As the finger-pointing and name-calling surrounding the WikiLeaks issue continue in Washington, the White House this week facilitated a cooperative agreement among several key public and private organizations designed to spur joint information security research projects.
On Tuesday, the Obama administration’s top computer security official, Howard A. Schmidt, and Aneesh Chopra, the country’s CTO, announced that the Department of Homeland Security, NIST and the Financial Services Sector Coordinating Council had signed a memorandum of understanding that describes a framework under which the three groups can cooperate on security research and development projects. The MOU, which lasts for five years, does not provide any funding for the research projects, but instead lays out the terms under which the organizations can work together.
The agreement specifically calls for:
- Coordinating the design, delivery and deployment of innovative cybersecurity technology and processes.
- Sharing ideas and concepts for better cybersecurity, including improved effectiveness and enhanced efficiency.
Perhaps most significantly, NIST, the DHS Science and Technology Directorate and the FSSCC will work together on developing network test beds for research and development. This shared infrastructure will enable the organizations to perform live tests of emerging technologies.
“This agreement will accelerate the deployment of network testbeds for
specific use cases that strengthen the resiliency, security, integrity,
and usability of financial services and other critical infrastructures’
functions, processes, and people by:
Facilitating coordination and cooperation among Federal agencies and
the financial services sector in the development and delivery of
innovative cybersecurity technologies and processes; and
Establishing clear processes for the implementation of specific use cases.
The strengths of this partnership lie in the unique capabilities of its members,” Schmidt and Chopra said in a blog post announcing the MOU.

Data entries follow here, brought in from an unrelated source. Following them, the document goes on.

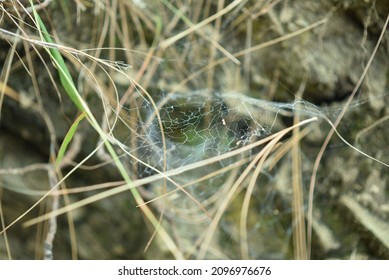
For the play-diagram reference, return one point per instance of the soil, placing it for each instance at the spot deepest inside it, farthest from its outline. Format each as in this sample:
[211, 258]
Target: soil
[351, 206]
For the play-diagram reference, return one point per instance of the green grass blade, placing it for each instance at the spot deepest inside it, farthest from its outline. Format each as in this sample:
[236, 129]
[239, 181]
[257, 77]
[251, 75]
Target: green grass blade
[68, 138]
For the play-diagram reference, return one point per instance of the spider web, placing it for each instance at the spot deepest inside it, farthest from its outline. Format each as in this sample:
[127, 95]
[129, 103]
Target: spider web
[195, 126]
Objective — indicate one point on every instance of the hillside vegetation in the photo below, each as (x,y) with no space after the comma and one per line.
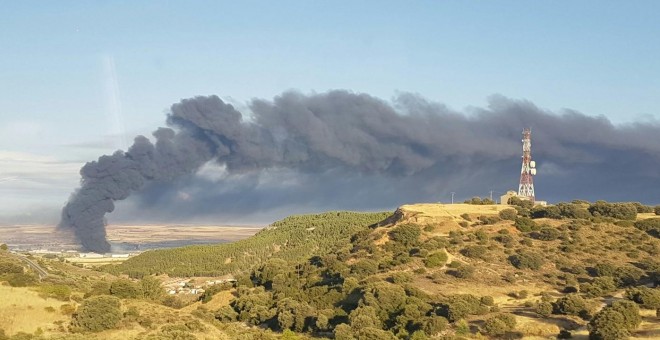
(470,271)
(293,239)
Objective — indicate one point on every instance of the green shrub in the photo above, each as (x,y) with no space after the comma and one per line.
(463,271)
(365,267)
(97,313)
(526,204)
(7,267)
(487,300)
(125,289)
(508,214)
(406,234)
(545,212)
(21,280)
(436,259)
(630,312)
(401,277)
(525,224)
(543,308)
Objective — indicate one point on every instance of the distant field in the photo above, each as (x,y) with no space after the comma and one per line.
(23,310)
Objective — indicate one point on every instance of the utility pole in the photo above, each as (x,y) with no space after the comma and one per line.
(528,170)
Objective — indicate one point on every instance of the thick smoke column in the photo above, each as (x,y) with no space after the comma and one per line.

The FSSCC is an industry group that works to aid banks and other financial services institutions in both physical and information security. Partnerships between government agencies and private industry on security research and development and information sharing have been legion in the years since 9/11, but the results have been decidedly mixed. Many in private industry have said that the information sharing efforts have been a one-way street, with no data coming back from Washington on threats and new technologies to address them.